Di sebuah kerajaan tua di tanah Jawa, terdapat sebuah telaga sunyi bernama Telaga Senja. Setiap musim panen, istana menggelar pertunjukan tari sakral yang hanya boleh dibawakan oleh penari terpilih. Tahun itu, dua nama disebut bersamaan: Ratih dan Saras.

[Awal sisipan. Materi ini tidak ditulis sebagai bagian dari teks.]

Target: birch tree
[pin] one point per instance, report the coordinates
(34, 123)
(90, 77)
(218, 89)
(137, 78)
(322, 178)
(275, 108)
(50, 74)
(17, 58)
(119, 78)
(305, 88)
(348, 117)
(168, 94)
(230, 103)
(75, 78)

Ratih dikenal sebagai penari utama istana. Geraknya lembut, rapi, dan nyaris tanpa cela. Ia dibesarkan dalam disiplin yang ketat, belajar menari bukan untuk bertanya, melainkan untuk patuh. Di mata banyak orang, Ratih adalah gambaran kesempurnaan—seperti angsa putih yang meluncur tenang di permukaan air.
Berbeda dengan Ratih, Saras datang dari desa pinggiran. Geraknya tajam, penuh tenaga, dan terkadang melawan pakem. Ia menari dengan emosi yang belum sepenuhnya jinak. Saras sering dianggap berbahaya, namun justru itulah yang membuatnya menarik—seperti angsa hitam yang bergerak di bayangan telaga.
Pertunjukan itu menuntut satu peran ganda: penari harus mampu menampilkan kelembutan dan kegelapan dalam satu tubuh. Ratih yakin peran itu miliknya. Saras datang tanpa keyakinan, hanya membawa keberanian.
Latihan demi latihan berjalan tegang. Ratih mulai merasa terancam. Kesempurnaan yang selama ini ia jaga retak oleh kehadiran Saras. Di balik senyum tenangnya, tumbuh rasa iri dan takut kehilangan tempat.
Sementara itu, Saras berjuang melawan dirinya sendiri. Setiap kali ia mencoba menari lembut seperti Ratih, tubuhnya menolak. Ia sadar, untuk memenuhi peran itu, ia harus berdamai dengan sisi gelap yang selama ini ia tekan.
Malam sebelum pertunjukan, Ratih mendatangi Telaga Senja. Bayangannya di air tampak pecah. Untuk pertama kalinya, ia menyadari bahwa kesempurnaan yang ia banggakan hanyalah penjara.
Di panggung keesokan harinya, yang tampil bukan lagi dua penari yang saling bersaing. Ratih menari dengan melepaskan kendali. Saras menari dengan menerima kegelapan tanpa membiarkannya menguasai.
Pada akhirnya, istana tidak memilih satu di antara mereka. Peran itu dibagi. Dua angsa menari berdampingan—putih dan hitam—tidak saling meniadakan, tetapi saling melengkapi.
Telaga Senja kembali sunyi. Namun sejak hari itu, orang-orang mengerti:
keutuhan bukan tentang memilih terang atau gelap, melainkan keberanian untuk mengakui keduanya dalam diri sendiri.